Au final un documentaire parfait pour mieux comprendre les enjeux actuels des interdictions et le danger planant autour du cinéma sortant des comédies et genres formatés.
Maquillages (Interview de Benoît Lestang) (13mns54 - 16/9)
Difficile pour nous d'émettre un avis sur ce supplément puisqu'il a été tourné par nos soins, qu'il est disponible sur le site et qu'il se retrouve donc sur le DVD. Tournée au sein même de son atelier quelques jours seulement avant sa tragique disparition, cette interview permet à Benoît Lestang d'aborder ses relations avec Pascal Laugier sur le tournage, le défi que représentait Martyrs pour lui, et permet également de découvrir où il travaillait, quelques unes de ses créations dans sa carrière et son regard sur les effets spéciaux aujourd'hui, qu'ils soit de plateau ou même numériques. Ses propos sur la conception des SFX de Martyrs trouvent un écho bien plus développé dans le making-of présent sur le même disque, mais cette dernière interview permet d'aller plus à la rencontre de l'homme en lui-même.

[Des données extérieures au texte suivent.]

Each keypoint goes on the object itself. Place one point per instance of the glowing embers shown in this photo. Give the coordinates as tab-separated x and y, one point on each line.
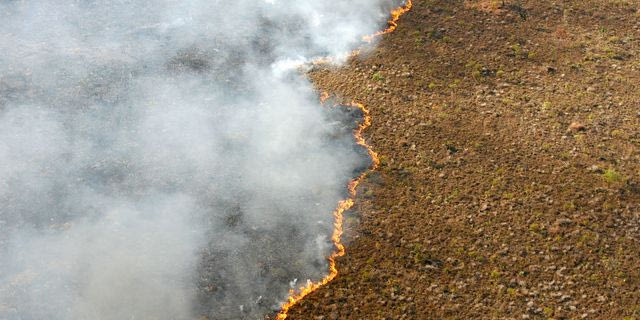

Entretien avec Pascal Laugier (19mns21 - 4/3) :
Présenté en 4/3 et dans des conditions sonores peu idéales (toutes nos excuses !), ce supplément a également été tourné par nos soins pour la sortie du film en salles et est disponible sur le site. Si l'on passe donc outre le vacarme du bar où nous avions tourné cette interview, le but de cet entretien était de décortiquer le travail de mise en scène du réalisateur, les origines de ce projet qui n'a rien à voir avec son précédent film (Saint-Ange), la musique du film, les SFX (sous l'angle des intentions du réalisateur), le choix des actrices, l'ambiance sur le plateau, les réactions espérées des spectateurs, les envies et motivations de Pascal Laugier, le regard qu'il pose sur le cinéma de genre et le cinéma français, avant de se finir par quelque mot sur un projet dont il tait le titre et dont personne n'a encore parlé (ni Hellraiser, ni Dogs, ni Details).